Il n’a jamais été question de lune de miel entre Le Caire et Doha. La courte entente, qui a prévalu durant une année au pouvoir d’un président Frère musulman et quelques mois la précédant, n’était apparemment qu’une exception. La relation s’est envenimée depuis la destitution du président islamiste Mohamad Morsi qui était fermement soutenu par Doha. Les responsables égyptiens interrogés par l’Hebdo ne trouvent pas d’explications à cet engagement sans faille des Qatari auprès des Frères. Mais Le Caire accuse le Qatar et sa chaîne de télévision Al-Jazeera de soutenir les Frères musulmans, dont certains ont trouvé refuge dans le petit émirat du Golfe.

La chaîne qatari, qualifiée de chaîne des révolutions arabes en 2011, ne l’est plus. La semaine dernière, le procureur général a décidé de détenir plusieurs journalistes de la chaîne pendant 15 jours pour « diffusion de graphiques endommageant la réputation de l’Egypte » (lire page 4). Le ministre des Affaires étrangères ne cache pas qu’Al-Jazeera est l’une des raisons de la détérioration des relations entre ces deux pays arabes. C’était le cas même sous Moubarak qui voyait dans la politique du Qatar « une véritable menace pour l’Egypte », comme l’explique un responsable qui a travaillé de près avec le président déchu. Les critiques formulées sur la chaîne contre « ses politiques et ses hommes le dérangeaient ». Les relations plutôt bonnes avant 1996 se sont détériorées avec le coup d’Etat du fils contre son père, et Moubarak se serait même plaint de la politique qatari auprès des Américains. La première visite de Moubarak au Qatar n’aura eu lieu qu’en novembre 2010. Mais Al-Jazeera, devenue porte-parole des Frères, n’était plus la seule raison de litige.
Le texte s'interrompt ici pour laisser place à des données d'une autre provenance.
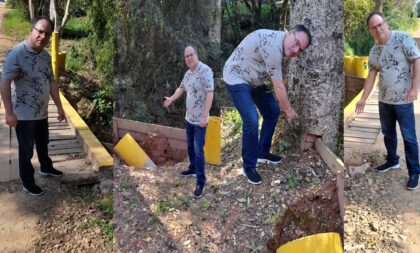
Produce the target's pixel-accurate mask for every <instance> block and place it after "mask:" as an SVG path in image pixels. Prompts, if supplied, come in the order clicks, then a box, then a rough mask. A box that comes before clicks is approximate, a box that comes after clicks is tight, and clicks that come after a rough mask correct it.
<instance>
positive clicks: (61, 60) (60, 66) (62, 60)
mask: <svg viewBox="0 0 420 253" xmlns="http://www.w3.org/2000/svg"><path fill="white" fill-rule="evenodd" d="M66 55H67V52H66V51H60V52H58V55H57V66H58V70H61V71H64V70H66Z"/></svg>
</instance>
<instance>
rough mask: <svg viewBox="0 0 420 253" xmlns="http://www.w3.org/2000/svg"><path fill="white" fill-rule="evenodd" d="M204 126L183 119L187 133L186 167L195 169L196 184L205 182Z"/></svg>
mask: <svg viewBox="0 0 420 253" xmlns="http://www.w3.org/2000/svg"><path fill="white" fill-rule="evenodd" d="M206 128H207V127H200V126H199V125H193V124H191V123H189V122H188V121H185V130H186V133H187V145H188V156H189V158H190V165H189V166H188V169H190V170H192V171H195V173H196V175H197V184H198V185H204V184H205V183H206V174H205V168H206V167H205V161H204V143H205V141H206Z"/></svg>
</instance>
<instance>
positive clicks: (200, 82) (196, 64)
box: [163, 46, 214, 198]
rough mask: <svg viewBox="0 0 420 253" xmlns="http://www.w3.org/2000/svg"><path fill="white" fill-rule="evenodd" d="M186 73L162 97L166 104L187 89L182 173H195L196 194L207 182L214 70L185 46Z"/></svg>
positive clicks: (185, 62) (196, 54)
mask: <svg viewBox="0 0 420 253" xmlns="http://www.w3.org/2000/svg"><path fill="white" fill-rule="evenodd" d="M184 60H185V64H186V65H187V66H188V71H187V72H186V73H185V75H184V78H183V80H182V82H181V85H180V86H179V87H178V88H177V89H176V90H175V92H174V94H172V96H170V97H165V101H164V104H163V105H164V106H165V107H168V106H170V105H171V104H172V102H174V101H175V100H176V99H178V98H179V97H180V96H181V95H182V94H183V93H184V92H186V93H187V99H186V108H187V110H186V114H185V130H186V134H187V145H188V156H189V159H190V165H189V166H188V169H187V170H185V171H183V172H181V175H182V176H195V177H196V178H197V184H196V187H195V190H194V192H193V195H194V197H196V198H199V197H201V196H202V194H203V190H204V185H205V182H206V176H205V161H204V149H203V148H204V143H205V139H206V128H207V123H208V119H209V112H210V108H211V105H212V102H213V90H214V80H213V71H212V70H211V68H210V67H209V66H207V65H206V64H204V63H202V62H201V61H199V60H198V55H197V52H196V50H195V49H194V47H192V46H188V47H186V48H185V50H184Z"/></svg>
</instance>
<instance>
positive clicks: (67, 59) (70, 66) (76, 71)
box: [66, 46, 85, 72]
mask: <svg viewBox="0 0 420 253" xmlns="http://www.w3.org/2000/svg"><path fill="white" fill-rule="evenodd" d="M84 64H85V63H84V61H83V59H82V57H81V55H80V53H79V52H78V50H77V49H76V47H75V46H72V47H71V48H70V52H69V53H68V54H67V56H66V67H67V68H68V69H69V70H72V71H74V72H77V71H79V70H80V69H82V66H83V65H84Z"/></svg>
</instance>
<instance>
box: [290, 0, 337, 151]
mask: <svg viewBox="0 0 420 253" xmlns="http://www.w3.org/2000/svg"><path fill="white" fill-rule="evenodd" d="M343 16H344V5H343V1H336V0H300V1H294V2H293V3H292V5H291V12H290V27H293V26H294V25H296V24H303V25H305V26H306V27H308V29H309V30H310V31H311V34H312V44H311V46H310V47H309V48H308V49H307V50H305V52H304V53H303V54H302V55H301V56H300V57H298V58H294V59H292V60H291V62H290V66H289V82H288V83H289V89H290V90H289V94H290V97H291V100H292V105H293V107H294V108H295V110H296V111H297V113H298V114H299V116H300V119H299V120H298V123H300V124H297V125H294V126H293V127H289V128H288V130H289V131H290V132H289V134H290V137H292V138H294V139H297V140H301V141H303V140H308V139H307V136H308V135H309V136H318V137H321V138H322V140H323V141H324V142H325V143H326V144H327V145H328V146H329V147H330V148H331V149H332V150H337V147H338V146H340V142H342V138H340V136H341V134H342V131H343V129H342V127H341V126H342V124H340V122H341V120H342V118H341V114H342V112H343V111H342V99H343V91H344V75H343V33H344V25H343ZM296 137H298V138H296Z"/></svg>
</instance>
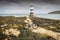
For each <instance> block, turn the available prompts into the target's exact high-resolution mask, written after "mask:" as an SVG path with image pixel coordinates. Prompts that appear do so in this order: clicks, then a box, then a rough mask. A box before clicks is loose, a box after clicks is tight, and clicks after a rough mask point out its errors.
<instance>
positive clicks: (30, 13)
mask: <svg viewBox="0 0 60 40" xmlns="http://www.w3.org/2000/svg"><path fill="white" fill-rule="evenodd" d="M31 16H34V6H33V5H31V6H30V17H31Z"/></svg>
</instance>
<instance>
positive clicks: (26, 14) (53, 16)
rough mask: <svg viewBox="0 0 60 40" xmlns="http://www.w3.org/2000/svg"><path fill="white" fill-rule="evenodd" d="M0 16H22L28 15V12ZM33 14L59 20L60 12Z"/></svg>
mask: <svg viewBox="0 0 60 40" xmlns="http://www.w3.org/2000/svg"><path fill="white" fill-rule="evenodd" d="M0 16H15V17H23V16H28V14H0ZM35 16H37V17H40V18H48V19H56V20H60V14H35Z"/></svg>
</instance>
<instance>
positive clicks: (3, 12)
mask: <svg viewBox="0 0 60 40" xmlns="http://www.w3.org/2000/svg"><path fill="white" fill-rule="evenodd" d="M31 5H34V13H35V14H37V13H38V14H47V13H49V12H52V11H58V10H59V11H60V0H0V14H24V13H25V14H28V13H29V12H30V6H31Z"/></svg>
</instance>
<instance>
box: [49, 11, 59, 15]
mask: <svg viewBox="0 0 60 40" xmlns="http://www.w3.org/2000/svg"><path fill="white" fill-rule="evenodd" d="M48 14H60V11H54V12H50V13H48Z"/></svg>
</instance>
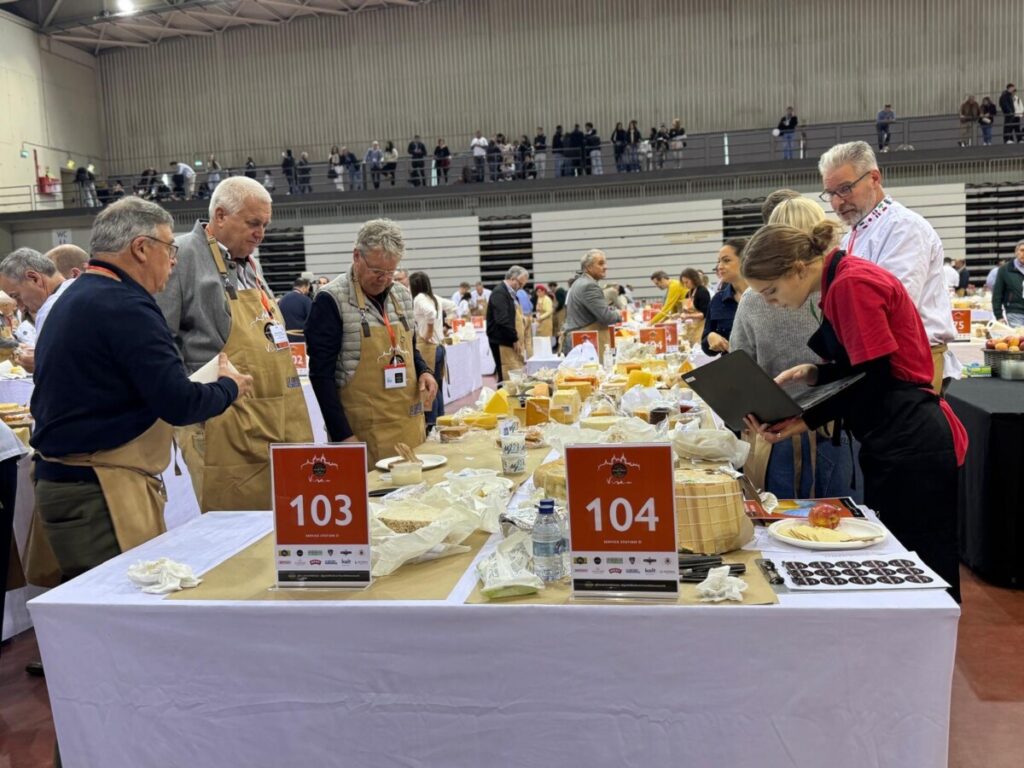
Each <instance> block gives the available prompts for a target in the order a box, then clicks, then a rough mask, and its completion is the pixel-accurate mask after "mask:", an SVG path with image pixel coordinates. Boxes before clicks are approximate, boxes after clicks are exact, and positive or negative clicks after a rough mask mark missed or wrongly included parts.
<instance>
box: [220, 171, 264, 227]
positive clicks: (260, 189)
mask: <svg viewBox="0 0 1024 768" xmlns="http://www.w3.org/2000/svg"><path fill="white" fill-rule="evenodd" d="M254 198H255V199H256V200H259V201H260V202H262V203H266V204H267V205H271V204H272V199H271V198H270V193H268V191H267V190H266V187H264V186H263V184H261V183H260V182H259V181H257V180H256V179H254V178H249V177H248V176H230V177H228V178H225V179H224V180H223V181H221V182H220V183H218V184H217V186H216V188H215V189H214V190H213V195H212V196H211V198H210V218H211V219H213V215H214V213H215V212H216V210H217V209H218V208H223V209H224V210H225V211H227V212H228V213H229V214H230V213H238V212H239V211H241V210H242V207H243V206H245V204H246V203H248V202H249V201H250V200H253V199H254Z"/></svg>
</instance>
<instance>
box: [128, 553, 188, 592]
mask: <svg viewBox="0 0 1024 768" xmlns="http://www.w3.org/2000/svg"><path fill="white" fill-rule="evenodd" d="M128 578H129V579H130V580H131V582H132V584H134V585H135V586H136V587H141V588H142V591H143V592H145V593H147V594H151V595H167V594H169V593H171V592H180V591H181V590H183V589H190V588H191V587H196V586H198V585H199V584H200V583H201V582H202V581H203V580H202V579H198V578H197V577H196V574H195V573H194V572H193V569H191V566H190V565H185V564H184V563H181V562H176V561H174V560H171V559H169V558H166V557H161V558H160V559H158V560H139V561H137V562H135V564H134V565H130V566H129V567H128Z"/></svg>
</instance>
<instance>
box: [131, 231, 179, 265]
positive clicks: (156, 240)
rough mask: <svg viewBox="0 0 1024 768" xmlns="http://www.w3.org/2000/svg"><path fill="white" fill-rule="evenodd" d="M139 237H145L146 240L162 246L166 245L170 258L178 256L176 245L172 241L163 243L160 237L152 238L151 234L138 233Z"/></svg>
mask: <svg viewBox="0 0 1024 768" xmlns="http://www.w3.org/2000/svg"><path fill="white" fill-rule="evenodd" d="M138 237H140V238H145V239H146V240H152V241H154V242H155V243H160V245H162V246H167V255H168V257H170V258H172V259H176V258H177V257H178V247H177V246H176V245H174V243H165V242H164V241H162V240H161V239H160V238H154V237H153V236H152V234H139V236H138Z"/></svg>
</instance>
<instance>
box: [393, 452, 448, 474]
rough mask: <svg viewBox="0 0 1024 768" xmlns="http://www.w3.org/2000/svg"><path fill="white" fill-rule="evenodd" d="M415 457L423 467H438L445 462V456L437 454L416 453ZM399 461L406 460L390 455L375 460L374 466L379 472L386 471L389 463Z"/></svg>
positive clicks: (445, 459)
mask: <svg viewBox="0 0 1024 768" xmlns="http://www.w3.org/2000/svg"><path fill="white" fill-rule="evenodd" d="M416 458H417V459H419V460H420V461H421V462H423V468H424V469H433V468H434V467H439V466H441V465H442V464H447V457H444V456H438V455H437V454H417V455H416ZM401 461H406V460H404V459H402V458H401V457H400V456H392V457H389V458H387V459H381V460H380V461H379V462H377V464H376V466H377V469H379V470H380V471H381V472H387V471H388V469H389V468H390V466H391V464H393V463H394V462H401Z"/></svg>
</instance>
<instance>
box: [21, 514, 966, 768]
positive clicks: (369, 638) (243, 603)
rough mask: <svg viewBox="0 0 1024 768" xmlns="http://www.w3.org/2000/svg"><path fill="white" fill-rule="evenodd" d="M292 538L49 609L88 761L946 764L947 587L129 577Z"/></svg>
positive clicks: (51, 654) (219, 531)
mask: <svg viewBox="0 0 1024 768" xmlns="http://www.w3.org/2000/svg"><path fill="white" fill-rule="evenodd" d="M270 528H271V520H270V516H269V514H268V513H259V512H252V513H211V514H207V515H205V516H203V517H202V518H199V519H195V520H191V521H189V522H187V523H186V524H184V525H182V526H179V527H177V528H175V529H173V530H170V531H168V532H167V534H165V535H164V536H162V537H160V538H159V539H157V540H154V541H151V542H147V543H146V544H144V545H142V546H141V547H139V548H137V549H135V550H133V551H131V552H129V553H125V554H123V555H121V556H119V557H117V558H115V559H113V560H111V561H109V562H106V563H104V564H103V565H101V566H99V567H97V568H94V569H93V570H91V571H89V572H88V573H85V574H83V575H82V577H80V578H78V579H76V580H74V581H73V582H71V583H69V584H67V585H63V586H61V587H59V588H57V589H55V590H51V591H50V592H48V593H47V594H45V595H43V596H42V597H39V598H37V599H35V600H33V601H32V603H31V604H30V608H31V610H32V615H33V620H34V621H35V624H36V632H37V637H38V640H39V645H40V650H41V651H42V657H43V662H44V664H45V666H46V676H47V687H48V690H49V695H50V702H51V707H52V711H53V720H54V724H55V726H56V730H57V733H58V735H59V740H60V746H61V752H62V754H63V759H65V764H66V765H67V766H68V768H81V767H84V766H104V767H106V768H118V767H120V766H124V768H129V767H130V768H134V767H135V766H139V765H161V766H183V767H184V766H187V768H207V767H209V768H222V766H225V765H261V766H264V765H266V766H268V765H352V766H371V765H374V766H388V765H402V766H411V767H412V766H416V767H421V766H422V767H424V768H426V767H427V766H445V768H460V767H461V766H467V767H469V766H472V767H473V768H477V767H478V766H480V765H485V764H488V763H490V762H494V761H495V760H496V756H500V757H499V758H497V759H498V760H499V762H501V763H502V764H505V763H508V764H514V765H549V764H550V765H571V766H582V765H598V766H606V765H607V766H610V765H630V766H667V765H682V764H693V765H722V766H740V765H757V766H764V767H765V768H783V767H784V768H793V767H794V766H808V767H813V768H817V766H821V765H826V764H827V765H828V766H830V767H831V768H861V767H862V766H865V765H870V766H873V768H904V766H914V768H943V767H944V766H945V765H946V753H947V742H948V726H949V696H950V689H951V681H952V670H953V657H954V649H955V643H956V625H957V617H958V613H959V611H958V608H957V606H956V605H955V604H954V603H953V602H952V601H951V600H950V599H949V598H948V596H946V594H945V593H944V592H942V591H935V590H932V591H914V592H903V593H896V592H888V593H885V592H874V593H850V594H843V595H839V594H831V595H807V594H803V595H796V594H791V595H785V594H783V595H780V596H779V604H778V605H771V606H722V605H700V606H686V607H681V606H667V605H647V604H630V605H623V604H594V603H575V604H568V605H554V606H550V605H526V604H520V605H468V604H466V602H465V601H466V599H467V597H468V596H469V594H470V592H471V590H472V588H473V586H474V583H475V574H474V572H473V565H470V566H469V567H468V568H467V569H466V571H465V573H464V574H463V577H462V578H461V579H460V580H459V581H458V582H457V583H456V585H455V587H454V588H453V589H452V590H451V593H450V594H449V595H447V597H446V598H445V599H442V600H403V599H396V600H335V601H331V600H323V599H315V598H314V599H311V600H306V599H303V600H284V601H279V600H272V601H237V600H206V601H204V600H168V599H163V598H161V597H157V596H152V595H144V594H141V593H140V592H139V591H137V590H136V589H135V588H133V587H132V586H131V585H130V584H129V583H128V581H127V579H126V578H125V570H126V568H127V567H128V565H129V564H131V563H132V562H134V561H136V560H146V559H154V558H156V557H162V556H166V557H170V558H173V559H175V560H180V561H183V562H187V563H189V564H191V565H193V566H194V567H195V568H196V570H197V571H198V572H204V571H206V570H207V569H209V568H211V567H213V566H215V565H216V564H218V563H221V562H223V561H224V560H226V559H227V558H229V557H231V556H232V555H233V554H236V553H238V552H240V551H241V550H243V549H245V548H246V547H248V546H249V545H250V544H252V543H253V542H255V541H257V540H259V539H260V538H261V537H263V536H265V535H267V532H268V531H269V530H270ZM496 543H497V538H493V539H492V540H490V541H489V542H488V543H487V545H486V546H485V547H484V548H483V550H482V551H481V552H480V554H479V555H478V557H482V556H484V555H485V554H486V553H487V552H488V551H489V550H490V549H493V547H494V546H495V545H496ZM441 562H443V561H438V564H439V563H441Z"/></svg>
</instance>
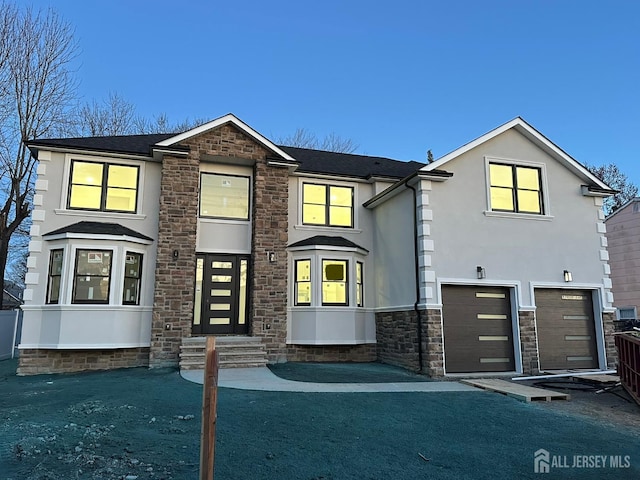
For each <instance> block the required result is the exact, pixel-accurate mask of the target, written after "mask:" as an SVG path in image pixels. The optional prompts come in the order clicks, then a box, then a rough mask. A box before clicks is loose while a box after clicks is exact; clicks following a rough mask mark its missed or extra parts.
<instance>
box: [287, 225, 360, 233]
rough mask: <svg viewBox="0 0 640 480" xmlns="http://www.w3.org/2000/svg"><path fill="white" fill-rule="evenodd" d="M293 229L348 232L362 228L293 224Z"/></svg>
mask: <svg viewBox="0 0 640 480" xmlns="http://www.w3.org/2000/svg"><path fill="white" fill-rule="evenodd" d="M293 228H294V229H296V230H303V231H304V230H306V231H315V232H333V233H335V232H349V233H362V230H361V229H359V228H351V227H326V226H320V225H318V226H315V225H294V226H293Z"/></svg>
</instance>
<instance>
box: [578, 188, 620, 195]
mask: <svg viewBox="0 0 640 480" xmlns="http://www.w3.org/2000/svg"><path fill="white" fill-rule="evenodd" d="M580 188H581V189H582V195H584V196H585V197H610V196H611V195H615V194H616V193H618V190H612V189H610V188H600V187H594V186H592V185H582V186H581V187H580Z"/></svg>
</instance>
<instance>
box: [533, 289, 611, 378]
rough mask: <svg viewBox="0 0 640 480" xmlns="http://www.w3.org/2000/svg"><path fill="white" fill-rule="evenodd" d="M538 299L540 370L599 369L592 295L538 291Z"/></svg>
mask: <svg viewBox="0 0 640 480" xmlns="http://www.w3.org/2000/svg"><path fill="white" fill-rule="evenodd" d="M535 297H536V305H537V309H536V326H537V332H538V349H539V354H540V368H541V369H548V370H565V369H567V370H571V369H581V368H597V366H598V350H597V346H596V336H595V320H594V315H593V302H592V295H591V291H589V290H568V289H565V290H563V289H536V290H535Z"/></svg>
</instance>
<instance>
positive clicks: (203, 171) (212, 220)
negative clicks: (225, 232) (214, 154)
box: [198, 169, 254, 225]
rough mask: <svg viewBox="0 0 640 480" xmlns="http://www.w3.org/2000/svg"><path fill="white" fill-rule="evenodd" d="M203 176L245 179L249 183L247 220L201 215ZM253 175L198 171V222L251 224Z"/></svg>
mask: <svg viewBox="0 0 640 480" xmlns="http://www.w3.org/2000/svg"><path fill="white" fill-rule="evenodd" d="M203 175H218V176H226V177H238V178H246V179H247V180H248V181H249V185H248V188H247V199H248V207H249V208H248V212H247V218H233V217H218V216H215V215H204V216H203V215H201V214H200V208H201V205H202V176H203ZM252 185H253V175H250V174H248V173H246V172H245V173H227V172H218V171H209V170H202V169H201V170H200V172H199V174H198V220H199V221H201V222H205V223H226V224H243V225H246V224H247V223H251V220H252V216H253V201H254V198H253V188H252Z"/></svg>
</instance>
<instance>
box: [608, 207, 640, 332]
mask: <svg viewBox="0 0 640 480" xmlns="http://www.w3.org/2000/svg"><path fill="white" fill-rule="evenodd" d="M605 224H606V226H607V241H608V250H609V263H610V265H611V282H612V284H613V293H614V298H615V302H614V304H613V305H614V306H615V307H617V317H618V320H620V321H621V322H623V323H624V322H633V321H635V320H638V313H639V311H640V197H636V198H634V199H632V200H631V201H629V202H627V203H626V204H625V205H623V206H622V207H620V208H619V209H618V210H616V211H615V212H613V213H612V214H611V215H609V216H608V217H607V219H606V220H605Z"/></svg>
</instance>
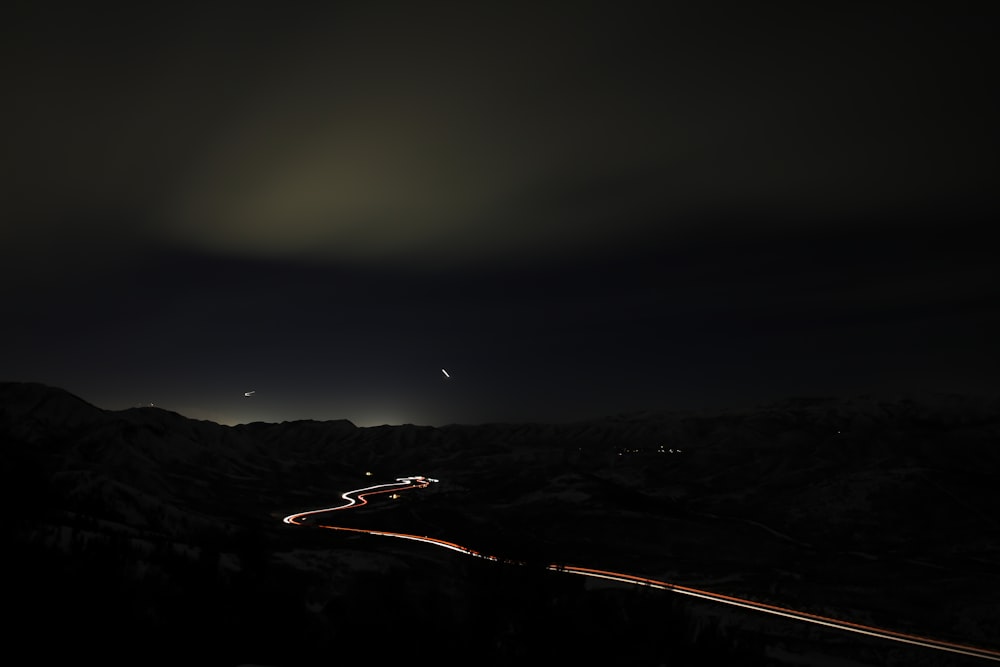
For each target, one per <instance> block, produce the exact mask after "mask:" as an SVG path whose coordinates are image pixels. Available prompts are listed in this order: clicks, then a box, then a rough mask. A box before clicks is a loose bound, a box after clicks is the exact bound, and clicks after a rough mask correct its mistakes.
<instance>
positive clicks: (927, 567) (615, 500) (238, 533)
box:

Les islamistes soutenus par Doha

Les pays arabes, y compris l’Egypte, ne peuvent pas l’admettre publiquement mais cette tension est aussi liée à la montée des mouvements islamistes dans la région que le Qatar a appuyés sans réserve. Doha a mis son actif financier au profit du régime des islamistes alors que les Saoudiens et les Emiratis étaient sceptiques. Les responsables qatari ont ainsi transféré 5 milliards de dollars à l’Egypte pour l’aider à s’acquitter de ses obligations financières sous Morsi. En contrepartie, Le Caire aurait donné à Doha un nombre d’avantages, dont une sorte d’exclusivité en matière d’investissements, et aurait aussi promis aux Qatari de les soutenir pour occuper le futur poste de secrétaire général de la Ligue arabe. L’enthousiasme du Qatar vis-à-vis des Frères s’est opposé à un scepticisme surtout de Riyad et d’Abu-Dhabi, alliés indéfectibles de Moubarak mais qui paradoxalement soutiennent les Frères en Syrie.

Relations au plus bas

Les liens qu’entretient le Qatar avec l’Iran est un autre sujet d’inquiétude du Caire qui craint une dérive vers l’orbite iranienne. A la surprise des pays du Golfe mais aussi de l’Egypte, qui entretient des relations diplomatiques au plus bas avec Téhéran, le Qatar a invité le président iranien Mahmoud Ahmadinejad à assister à une réunion du Conseil de Coopération du Golfe (CCG) en 2007. L’appui accordé au Hamas, à la frontière de l’Egypte, dérange davantage Le Caire. Selon le politologue Ahmad Abd-Rabbo, Doha cherche à confirmer son influence régionale et mondiale.

Le politologue Wahid Abdel-Méguid estime, lui, qu’il est encore difficile de savoir quelle stratégie adoptera le Qatar sur le long terme avec ce changement à la tête de l’Egypte qui semble se confirmer par l’élection présidentielle.

Sa diplomatie basée sur les aides et sur sa chaîne de télévision ne tiendra pas longtemps. « La crispation des relations pourrait aboutir à une crise beaucoup plus accentuée entre Doha et les pays arabes riverains du Golfe », dit-il (lire page 5). Pourtant, ces pays auraient appelé les autorités égyptiennes à éviter de prendre une position radicale envers le Qatar. Une nouvelle réponse négative face à la demande saoudienne pourrait pousser Riyad à agir autrement en gelant la représentation du Qatar au CCG, pense Abd-Rabbo. Un risque que Doha ne voudrait pas prendre, même si Le Caire ne croit pas à une issue positive de la médiation du Golfe.